O presidente Jair Bolsonaro (sem partido) quer contemplar os policiais, por exemplo. O presidente da comissão especial onde tramita a proposta de reforma na Câmara, deputado Fernando Monteiro (PP-PE), defende também a inclusão de juízes, diplomatas e fiscais da Receita Federal, com o aval do Planalto.
Relator da proposta na comissão especial, o deputado baiano Arthur Maia (DEM) é contra. Ele acredita que definir carreiras de Estado neste momento irá atrasar a votação da reforma. Pela proposta entregue pelo governo, os servidores classificados como pertencentes às carreiras de Estado terão regras parecidas com as atuais, com estabilidade garantida após três anos no serviço e ingresso por meio de concurso público.
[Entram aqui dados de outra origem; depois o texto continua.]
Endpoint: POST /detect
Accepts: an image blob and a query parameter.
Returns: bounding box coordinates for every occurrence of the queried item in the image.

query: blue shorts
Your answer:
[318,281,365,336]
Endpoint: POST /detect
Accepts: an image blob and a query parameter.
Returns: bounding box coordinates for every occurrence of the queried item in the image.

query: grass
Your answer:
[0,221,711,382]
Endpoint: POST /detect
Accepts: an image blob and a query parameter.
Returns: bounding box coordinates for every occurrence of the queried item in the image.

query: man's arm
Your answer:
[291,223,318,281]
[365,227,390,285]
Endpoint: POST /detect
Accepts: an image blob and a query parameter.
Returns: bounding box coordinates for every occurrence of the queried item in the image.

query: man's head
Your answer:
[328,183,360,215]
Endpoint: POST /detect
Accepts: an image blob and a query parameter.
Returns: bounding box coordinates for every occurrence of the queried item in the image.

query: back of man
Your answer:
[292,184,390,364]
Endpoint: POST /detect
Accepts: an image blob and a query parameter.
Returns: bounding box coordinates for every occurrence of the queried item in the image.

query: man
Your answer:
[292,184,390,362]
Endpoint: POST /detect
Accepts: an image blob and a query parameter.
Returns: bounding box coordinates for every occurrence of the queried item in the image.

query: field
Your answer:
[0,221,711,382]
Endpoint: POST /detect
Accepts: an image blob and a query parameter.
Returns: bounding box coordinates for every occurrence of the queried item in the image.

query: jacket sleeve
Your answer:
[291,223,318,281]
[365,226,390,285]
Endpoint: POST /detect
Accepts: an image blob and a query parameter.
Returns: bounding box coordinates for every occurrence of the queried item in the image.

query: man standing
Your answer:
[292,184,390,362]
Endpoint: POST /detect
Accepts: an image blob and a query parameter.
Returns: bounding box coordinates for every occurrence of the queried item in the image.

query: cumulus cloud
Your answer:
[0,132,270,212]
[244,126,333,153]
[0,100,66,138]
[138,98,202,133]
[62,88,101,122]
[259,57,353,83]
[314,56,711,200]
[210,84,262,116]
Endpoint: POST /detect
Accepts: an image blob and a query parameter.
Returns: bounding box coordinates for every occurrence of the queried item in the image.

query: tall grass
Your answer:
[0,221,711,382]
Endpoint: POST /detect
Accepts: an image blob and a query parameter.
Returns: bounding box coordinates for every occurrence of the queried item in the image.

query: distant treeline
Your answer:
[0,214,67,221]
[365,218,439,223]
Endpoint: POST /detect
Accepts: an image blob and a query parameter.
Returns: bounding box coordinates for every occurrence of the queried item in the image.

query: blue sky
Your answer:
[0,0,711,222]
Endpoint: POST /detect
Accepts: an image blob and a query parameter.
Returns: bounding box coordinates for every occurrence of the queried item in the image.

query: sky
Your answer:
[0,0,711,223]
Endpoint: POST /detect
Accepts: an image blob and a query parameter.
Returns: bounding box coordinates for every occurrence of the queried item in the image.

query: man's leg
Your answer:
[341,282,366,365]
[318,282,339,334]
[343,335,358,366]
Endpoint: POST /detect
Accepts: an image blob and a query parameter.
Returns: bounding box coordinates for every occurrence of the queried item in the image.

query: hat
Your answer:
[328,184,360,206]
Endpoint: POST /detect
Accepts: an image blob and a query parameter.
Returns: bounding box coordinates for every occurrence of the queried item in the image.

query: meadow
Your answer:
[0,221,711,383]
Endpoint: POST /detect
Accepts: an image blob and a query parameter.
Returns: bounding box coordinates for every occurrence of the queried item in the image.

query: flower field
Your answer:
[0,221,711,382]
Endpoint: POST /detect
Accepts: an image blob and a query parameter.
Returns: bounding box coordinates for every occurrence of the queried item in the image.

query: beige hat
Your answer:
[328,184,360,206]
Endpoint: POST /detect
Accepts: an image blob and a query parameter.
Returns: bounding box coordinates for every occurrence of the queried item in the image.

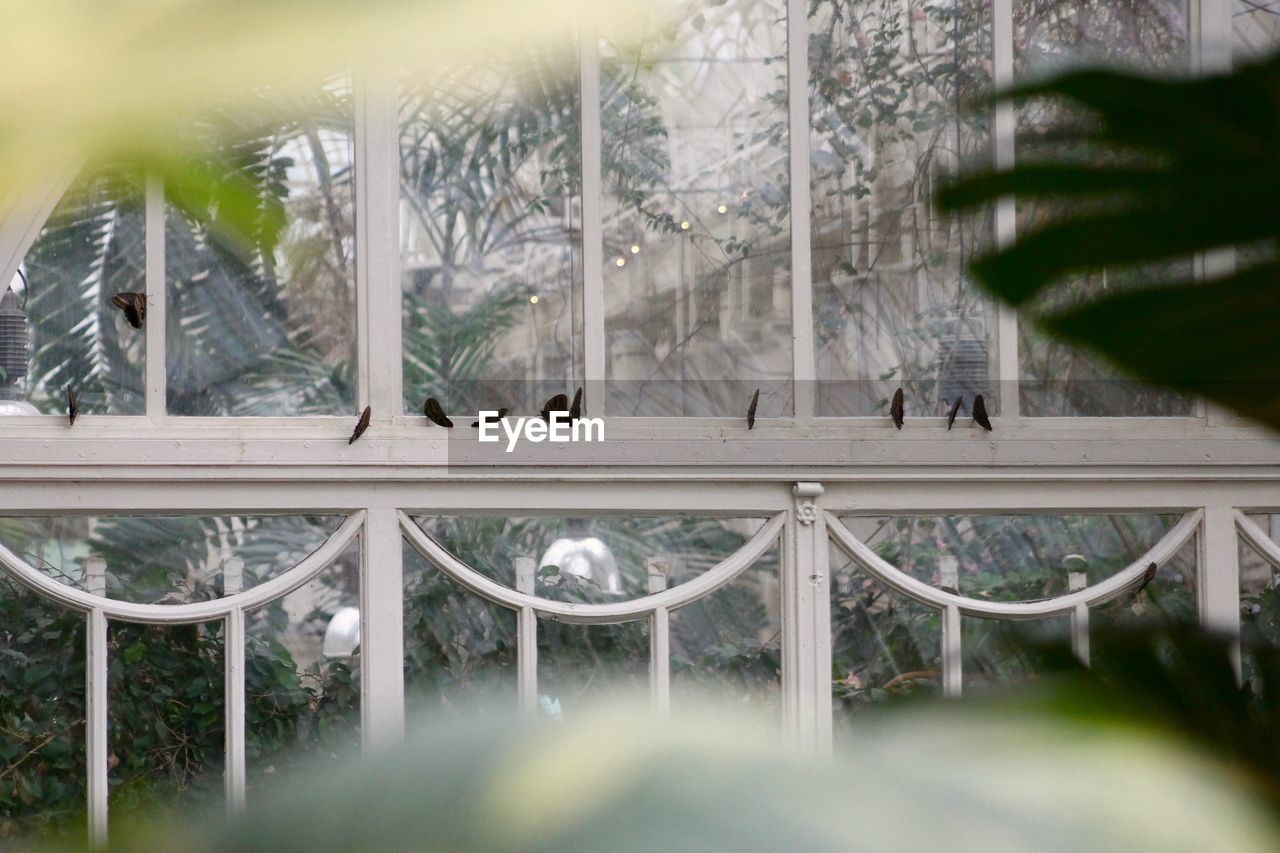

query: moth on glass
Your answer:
[111,291,147,329]
[422,397,453,429]
[568,387,582,423]
[973,394,991,433]
[543,394,568,424]
[471,406,507,427]
[1134,564,1160,593]
[347,406,374,444]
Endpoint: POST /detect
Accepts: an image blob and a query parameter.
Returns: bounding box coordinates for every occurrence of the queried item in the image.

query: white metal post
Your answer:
[516,557,538,716]
[360,507,404,749]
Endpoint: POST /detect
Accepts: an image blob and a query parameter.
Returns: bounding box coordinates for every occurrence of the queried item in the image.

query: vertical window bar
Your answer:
[787,0,817,420]
[577,13,605,415]
[353,68,404,420]
[992,0,1021,418]
[143,175,168,423]
[1197,506,1240,679]
[360,507,404,749]
[644,557,671,716]
[84,607,109,850]
[516,557,538,716]
[942,605,963,699]
[223,607,244,815]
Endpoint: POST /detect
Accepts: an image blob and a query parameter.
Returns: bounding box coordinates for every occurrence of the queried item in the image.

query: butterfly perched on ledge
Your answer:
[347,406,374,444]
[422,397,453,429]
[111,291,147,329]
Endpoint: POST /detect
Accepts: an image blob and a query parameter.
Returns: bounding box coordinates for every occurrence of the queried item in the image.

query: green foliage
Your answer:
[938,48,1280,427]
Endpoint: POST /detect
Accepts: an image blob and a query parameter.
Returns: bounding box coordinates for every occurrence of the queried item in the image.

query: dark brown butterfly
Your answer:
[1134,564,1160,593]
[973,394,991,433]
[471,406,507,427]
[111,291,147,329]
[347,406,374,444]
[422,397,453,429]
[568,387,582,423]
[543,394,568,424]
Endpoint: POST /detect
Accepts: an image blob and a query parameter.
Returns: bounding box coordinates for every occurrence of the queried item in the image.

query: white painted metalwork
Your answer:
[826,510,1206,614]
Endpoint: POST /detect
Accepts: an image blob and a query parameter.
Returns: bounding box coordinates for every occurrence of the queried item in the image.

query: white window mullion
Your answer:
[355,69,403,421]
[787,0,818,420]
[577,14,607,415]
[992,0,1021,419]
[143,175,169,424]
[360,507,404,749]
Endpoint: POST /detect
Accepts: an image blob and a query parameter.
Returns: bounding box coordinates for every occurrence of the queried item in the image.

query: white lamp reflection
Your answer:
[320,607,360,657]
[538,519,622,596]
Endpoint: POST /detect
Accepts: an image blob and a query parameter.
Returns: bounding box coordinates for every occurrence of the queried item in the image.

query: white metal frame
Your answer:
[0,0,1280,843]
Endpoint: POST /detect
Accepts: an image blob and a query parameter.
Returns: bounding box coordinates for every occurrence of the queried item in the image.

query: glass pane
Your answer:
[106,622,225,831]
[399,46,582,423]
[669,544,782,717]
[0,578,88,849]
[0,515,343,605]
[841,515,1180,601]
[165,82,356,416]
[1089,537,1199,634]
[244,539,360,788]
[415,516,764,602]
[0,163,146,415]
[403,543,517,721]
[960,616,1071,694]
[831,546,942,735]
[538,619,649,720]
[1014,0,1194,416]
[1231,0,1280,64]
[809,0,998,415]
[600,0,792,418]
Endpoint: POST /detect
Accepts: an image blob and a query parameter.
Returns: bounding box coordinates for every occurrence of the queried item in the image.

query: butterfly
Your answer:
[973,394,991,433]
[568,387,582,423]
[347,406,374,444]
[1134,564,1160,593]
[422,397,453,429]
[471,406,507,427]
[543,394,568,424]
[111,291,147,329]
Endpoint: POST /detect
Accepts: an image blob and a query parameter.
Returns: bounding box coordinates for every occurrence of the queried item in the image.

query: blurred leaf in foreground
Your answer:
[937,48,1280,428]
[90,703,1280,853]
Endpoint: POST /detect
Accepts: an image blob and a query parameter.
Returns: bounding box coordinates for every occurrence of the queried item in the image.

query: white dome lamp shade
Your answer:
[320,607,360,657]
[538,519,622,596]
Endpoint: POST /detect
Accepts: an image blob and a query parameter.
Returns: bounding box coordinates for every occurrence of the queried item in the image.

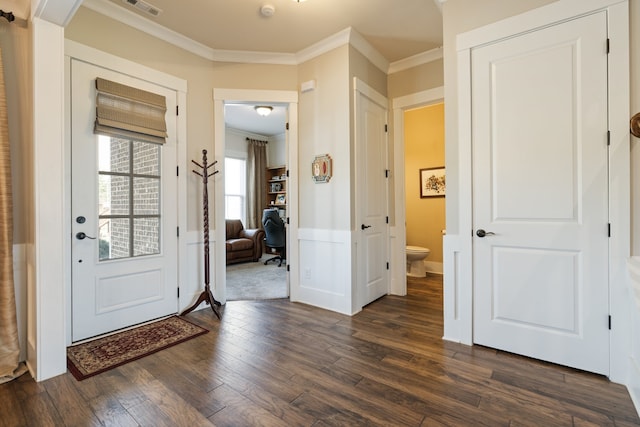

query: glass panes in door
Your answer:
[98,136,162,261]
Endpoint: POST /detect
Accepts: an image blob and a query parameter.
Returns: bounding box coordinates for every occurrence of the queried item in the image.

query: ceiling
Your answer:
[101,0,445,136]
[0,0,446,136]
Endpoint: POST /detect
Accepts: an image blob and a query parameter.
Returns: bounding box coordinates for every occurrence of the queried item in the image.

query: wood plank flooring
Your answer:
[0,278,640,427]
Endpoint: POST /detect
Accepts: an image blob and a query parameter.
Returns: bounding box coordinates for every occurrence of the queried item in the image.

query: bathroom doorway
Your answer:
[391,87,446,295]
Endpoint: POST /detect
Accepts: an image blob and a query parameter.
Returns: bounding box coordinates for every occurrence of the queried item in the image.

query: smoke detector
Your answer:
[122,0,162,16]
[260,4,276,18]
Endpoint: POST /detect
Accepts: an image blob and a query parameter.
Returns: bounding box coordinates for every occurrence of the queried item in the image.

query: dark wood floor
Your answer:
[0,278,640,427]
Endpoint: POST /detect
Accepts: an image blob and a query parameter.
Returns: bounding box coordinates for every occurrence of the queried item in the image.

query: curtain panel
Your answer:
[247,138,267,228]
[0,46,25,384]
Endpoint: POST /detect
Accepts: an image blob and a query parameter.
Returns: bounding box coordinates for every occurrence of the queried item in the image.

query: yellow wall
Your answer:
[404,103,446,262]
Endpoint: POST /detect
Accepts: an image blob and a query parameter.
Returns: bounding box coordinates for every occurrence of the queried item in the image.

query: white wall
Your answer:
[267,133,287,167]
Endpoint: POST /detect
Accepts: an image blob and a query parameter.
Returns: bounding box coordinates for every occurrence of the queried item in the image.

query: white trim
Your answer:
[349,27,389,73]
[351,77,392,313]
[456,0,627,51]
[209,88,299,304]
[456,0,631,382]
[389,48,444,74]
[62,40,189,362]
[32,18,70,381]
[82,0,442,73]
[389,86,444,295]
[82,0,215,61]
[607,1,638,386]
[32,0,82,27]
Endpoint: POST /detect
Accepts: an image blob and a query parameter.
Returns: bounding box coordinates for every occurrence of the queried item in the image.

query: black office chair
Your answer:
[262,209,287,267]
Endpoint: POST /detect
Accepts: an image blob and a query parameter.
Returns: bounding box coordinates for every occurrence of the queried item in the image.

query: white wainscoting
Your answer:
[13,244,29,362]
[627,256,640,413]
[291,228,356,315]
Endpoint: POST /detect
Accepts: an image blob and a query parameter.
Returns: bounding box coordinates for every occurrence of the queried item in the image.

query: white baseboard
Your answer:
[627,358,640,420]
[13,244,28,362]
[424,261,444,274]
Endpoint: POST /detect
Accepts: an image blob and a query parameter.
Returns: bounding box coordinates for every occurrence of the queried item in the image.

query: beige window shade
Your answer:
[94,78,167,144]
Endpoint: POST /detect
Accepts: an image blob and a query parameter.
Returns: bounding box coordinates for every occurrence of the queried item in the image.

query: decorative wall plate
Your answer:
[629,113,640,138]
[311,154,332,183]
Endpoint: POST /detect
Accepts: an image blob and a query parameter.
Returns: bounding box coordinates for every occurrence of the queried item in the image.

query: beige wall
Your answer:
[298,46,351,230]
[65,7,297,230]
[388,59,444,99]
[0,20,33,244]
[404,103,445,262]
[629,0,640,256]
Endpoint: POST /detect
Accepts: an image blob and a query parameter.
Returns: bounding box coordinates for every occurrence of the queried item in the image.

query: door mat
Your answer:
[67,316,209,381]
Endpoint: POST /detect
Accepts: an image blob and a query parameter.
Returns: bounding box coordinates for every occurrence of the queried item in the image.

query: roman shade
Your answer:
[94,77,167,144]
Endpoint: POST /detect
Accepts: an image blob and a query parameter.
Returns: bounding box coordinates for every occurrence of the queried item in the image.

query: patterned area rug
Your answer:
[67,316,209,381]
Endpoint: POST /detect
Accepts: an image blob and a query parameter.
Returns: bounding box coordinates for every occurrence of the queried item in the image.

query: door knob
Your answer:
[476,228,496,237]
[76,231,96,240]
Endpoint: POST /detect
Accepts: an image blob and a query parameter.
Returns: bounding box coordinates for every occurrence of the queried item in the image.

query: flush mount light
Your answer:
[254,105,273,117]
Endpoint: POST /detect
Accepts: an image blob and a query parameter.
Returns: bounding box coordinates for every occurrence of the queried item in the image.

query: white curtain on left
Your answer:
[0,46,25,384]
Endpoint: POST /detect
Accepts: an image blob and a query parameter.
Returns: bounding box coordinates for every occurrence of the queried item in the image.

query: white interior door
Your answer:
[71,60,178,341]
[472,12,609,374]
[355,82,389,306]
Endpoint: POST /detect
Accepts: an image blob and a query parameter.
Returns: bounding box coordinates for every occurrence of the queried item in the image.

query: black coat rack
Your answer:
[181,150,220,319]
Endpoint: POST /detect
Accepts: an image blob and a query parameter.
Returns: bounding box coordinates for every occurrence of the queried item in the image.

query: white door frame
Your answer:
[444,0,631,382]
[63,40,189,345]
[209,88,300,304]
[389,86,444,296]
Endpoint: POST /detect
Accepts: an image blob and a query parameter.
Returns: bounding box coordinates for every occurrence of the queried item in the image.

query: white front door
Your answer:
[355,81,389,306]
[471,12,609,374]
[70,60,178,342]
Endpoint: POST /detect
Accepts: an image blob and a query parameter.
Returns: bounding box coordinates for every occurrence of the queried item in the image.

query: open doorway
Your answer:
[391,87,446,295]
[224,103,289,301]
[214,89,298,303]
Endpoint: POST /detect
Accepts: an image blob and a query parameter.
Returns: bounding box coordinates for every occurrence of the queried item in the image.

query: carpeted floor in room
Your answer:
[227,254,289,301]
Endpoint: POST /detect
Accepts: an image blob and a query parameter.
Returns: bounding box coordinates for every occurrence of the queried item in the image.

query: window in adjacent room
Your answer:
[224,157,247,224]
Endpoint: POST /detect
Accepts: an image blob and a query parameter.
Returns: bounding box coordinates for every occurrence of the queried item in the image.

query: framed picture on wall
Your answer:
[420,166,447,199]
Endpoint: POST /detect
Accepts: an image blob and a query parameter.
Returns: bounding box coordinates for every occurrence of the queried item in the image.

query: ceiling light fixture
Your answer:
[254,105,273,117]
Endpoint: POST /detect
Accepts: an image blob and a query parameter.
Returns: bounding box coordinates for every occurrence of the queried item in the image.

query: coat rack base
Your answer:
[180,286,220,320]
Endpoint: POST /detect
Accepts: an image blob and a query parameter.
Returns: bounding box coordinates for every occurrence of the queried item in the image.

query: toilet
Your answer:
[407,246,431,277]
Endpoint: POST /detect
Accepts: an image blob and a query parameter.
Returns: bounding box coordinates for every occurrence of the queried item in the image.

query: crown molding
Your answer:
[349,28,389,74]
[296,27,351,64]
[82,0,430,73]
[388,47,443,74]
[82,0,216,61]
[34,0,82,27]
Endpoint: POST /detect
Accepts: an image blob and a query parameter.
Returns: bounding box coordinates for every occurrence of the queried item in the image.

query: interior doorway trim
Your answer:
[389,86,444,295]
[211,88,299,304]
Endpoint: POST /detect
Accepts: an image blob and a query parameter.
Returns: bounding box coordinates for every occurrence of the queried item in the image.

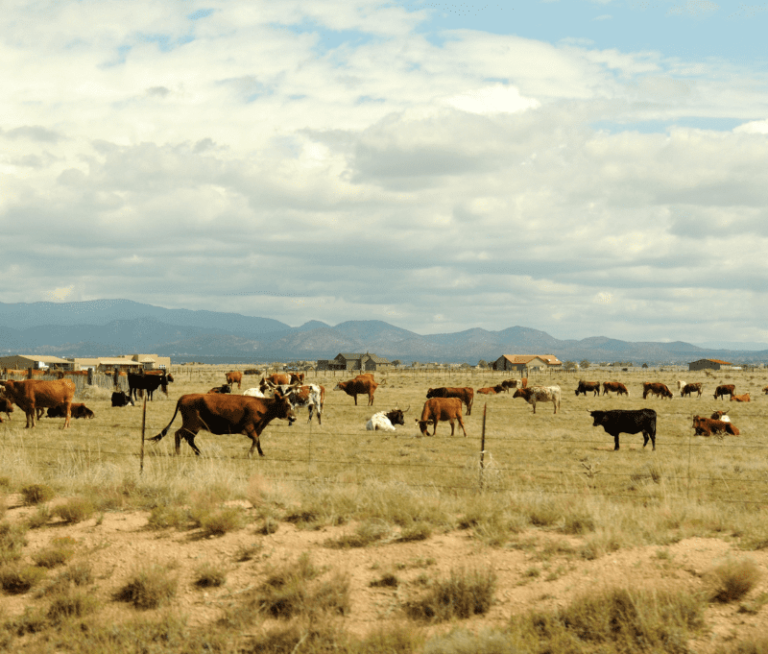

“Não acho que poderia atrasar, mas, sim, trazer mais consenso”, disse Fernando Monteiro ao jornal O Estado de S. Paulo. Arthur Maia tem o apoio da equipe econômica do governo, que também é contra a inclusão das carreiras de Estado, que poderiam ser regulamentadas no futuro via projeto de lei, como forma de acelerar a tramitação da reforma.